The most respectable of historical romance novels, such as Georgette Heyer's work, try to capture this on-the-make quality of Regency life. Georgette Heyer, who did a large amount of research on the dress and setting of the periods she wrote in, never marries her lords to peasant girls. She's no more democratic than Austen, and there are some Austenish ziggers in her comedy, although in general her comedy is lighter and less consequential. 

In truth, Heyer's writing can be very funny, but she was less concerned with underlying causes and more concerned with writing a good story. Everyone is on the make but somehow that fact never rises entirely to the surface. Heyer keeps it carefully under control. Lovely young ladies turn out to be heiresses. Handsome young men turn out to her heirs. Supposed changelings turn out to have Viscounts for fathers. Don't worry. There's no angst here (thankfully).

Plot versus Story

Using established definitions, plot is a narrative arc. Story is a series of events: this happened, then this, now this. Plot is best described using a Stephen King image. He describes the process of writing as uncovering a skeleton. The narrative is already there, whole, intact. It just needs to be brought to the surface. With story, on the other hand, the end is always a twist, a change of fortune, the turn of the wheel. 

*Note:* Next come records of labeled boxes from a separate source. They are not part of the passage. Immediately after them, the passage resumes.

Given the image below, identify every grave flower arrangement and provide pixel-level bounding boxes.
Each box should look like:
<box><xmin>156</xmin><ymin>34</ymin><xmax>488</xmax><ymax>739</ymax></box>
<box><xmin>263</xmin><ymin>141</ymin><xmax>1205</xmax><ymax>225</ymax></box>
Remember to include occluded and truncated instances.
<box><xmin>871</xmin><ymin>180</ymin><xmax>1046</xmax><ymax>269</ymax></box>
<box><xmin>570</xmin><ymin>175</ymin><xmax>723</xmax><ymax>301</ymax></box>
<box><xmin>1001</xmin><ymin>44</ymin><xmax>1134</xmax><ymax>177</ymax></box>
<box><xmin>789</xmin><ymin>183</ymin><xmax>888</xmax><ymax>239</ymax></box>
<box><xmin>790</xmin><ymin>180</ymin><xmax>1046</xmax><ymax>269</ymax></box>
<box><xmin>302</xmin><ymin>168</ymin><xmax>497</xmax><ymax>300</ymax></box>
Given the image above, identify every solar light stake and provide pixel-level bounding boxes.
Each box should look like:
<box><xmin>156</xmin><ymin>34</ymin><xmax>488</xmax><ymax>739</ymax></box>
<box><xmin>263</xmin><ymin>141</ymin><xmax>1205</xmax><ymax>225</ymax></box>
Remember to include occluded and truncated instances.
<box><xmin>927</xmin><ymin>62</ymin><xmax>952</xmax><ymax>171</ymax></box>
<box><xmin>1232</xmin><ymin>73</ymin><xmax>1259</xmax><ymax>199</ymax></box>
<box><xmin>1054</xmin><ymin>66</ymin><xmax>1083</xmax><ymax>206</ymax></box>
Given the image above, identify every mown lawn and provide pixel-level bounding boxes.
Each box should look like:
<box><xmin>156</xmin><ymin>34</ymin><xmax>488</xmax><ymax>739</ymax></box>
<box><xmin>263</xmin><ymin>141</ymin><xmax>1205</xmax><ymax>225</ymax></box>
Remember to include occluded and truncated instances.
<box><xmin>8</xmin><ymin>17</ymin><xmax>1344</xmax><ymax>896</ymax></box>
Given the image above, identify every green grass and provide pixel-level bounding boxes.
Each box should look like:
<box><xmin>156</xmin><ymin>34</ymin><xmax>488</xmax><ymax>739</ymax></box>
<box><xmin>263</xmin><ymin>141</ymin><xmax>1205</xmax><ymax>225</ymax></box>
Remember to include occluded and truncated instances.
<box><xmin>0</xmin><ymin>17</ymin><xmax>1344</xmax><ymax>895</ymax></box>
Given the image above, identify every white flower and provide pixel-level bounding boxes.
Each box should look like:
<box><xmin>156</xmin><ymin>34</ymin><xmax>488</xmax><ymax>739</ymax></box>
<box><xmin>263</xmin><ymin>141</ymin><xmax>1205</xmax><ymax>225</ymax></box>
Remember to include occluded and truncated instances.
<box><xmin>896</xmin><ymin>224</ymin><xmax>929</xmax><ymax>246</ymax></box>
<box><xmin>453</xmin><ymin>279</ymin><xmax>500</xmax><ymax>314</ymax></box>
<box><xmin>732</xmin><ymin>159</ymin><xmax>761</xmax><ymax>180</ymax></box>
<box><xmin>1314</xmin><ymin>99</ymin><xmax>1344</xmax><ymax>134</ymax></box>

Austen is about plot. Heyer is more about story. In Heyer's These Old Shades, the non-changeling changeling gets captured by her despicable father, rescued by her saturnine lover, presented to all of Paris, confronted with the supposed fact of her illegitimacy at which she runs away to save her lover from her supposed bad reputation. She is finally recovered by her lover and restored to all her rights and privileges (I'm using lover in the old sense of the word; nobody sleeps with anybody until they are married, although the dandies and members of the ton sometimes have mistresses; all the sex occurs off-stage).

Now, in all honesty, These Old Shades and other Heyer books are a whole bunch of fun--and the books are not devoid of plot; there is always a conflict that gets paid-off. But they are not quite the same as plot-driven books. With plot, the ending is incipient in the beginning. There's an inevitability about it. No twist is necessary to bring about a particular denouement. It lies in wait, inviolate, known (although not necessarily unveiled yet to the reader). The parts of the narrative hold together like a statue or shape. As one reads, one gets a sense of an emerging totality.

Take Elizabeth and Darcy. Both undergo an enlightenment, a point when they reorganize their thoughts and feelings. Elizabeth is angered, then humiliated and aggrieved by Darcy's letter. Darcy is angered, then embarrassed by Elizabeth's accusations of "ungentlemanly" behavior. But the argument, letter, and realization are a long-time coming. The mutual feelings of attraction and irritation have been hovering since Day One (I side with those who argue that Elizabeth was always attracted or at least interested in Darcy since "slow burn" does not mean, "Oh, I had no real interest--now, I suddenly do!" which is why romances--despite stereotypes--rarely use the "I don't take lack-of-interest for an answer" hero). 

Elizabeth's visit to Pemberley isn't contrived. Darcy's intercession with Wickham & Lydia isn't a lucky chance. It is made necessary by Darcy's behavior at Netherfield Park, where he purchases reputation at the expense of Lydia's future (who might not matter but Elizabeth and Jane certainly do). This is behavior he must rectify.

Conclusion

I'll go so far as to say that all great works have plot, rather than just story. However, story is a good alternative to a lousy plot. Heyer's fun and roller-coaster-ride stories never fail to satisfy.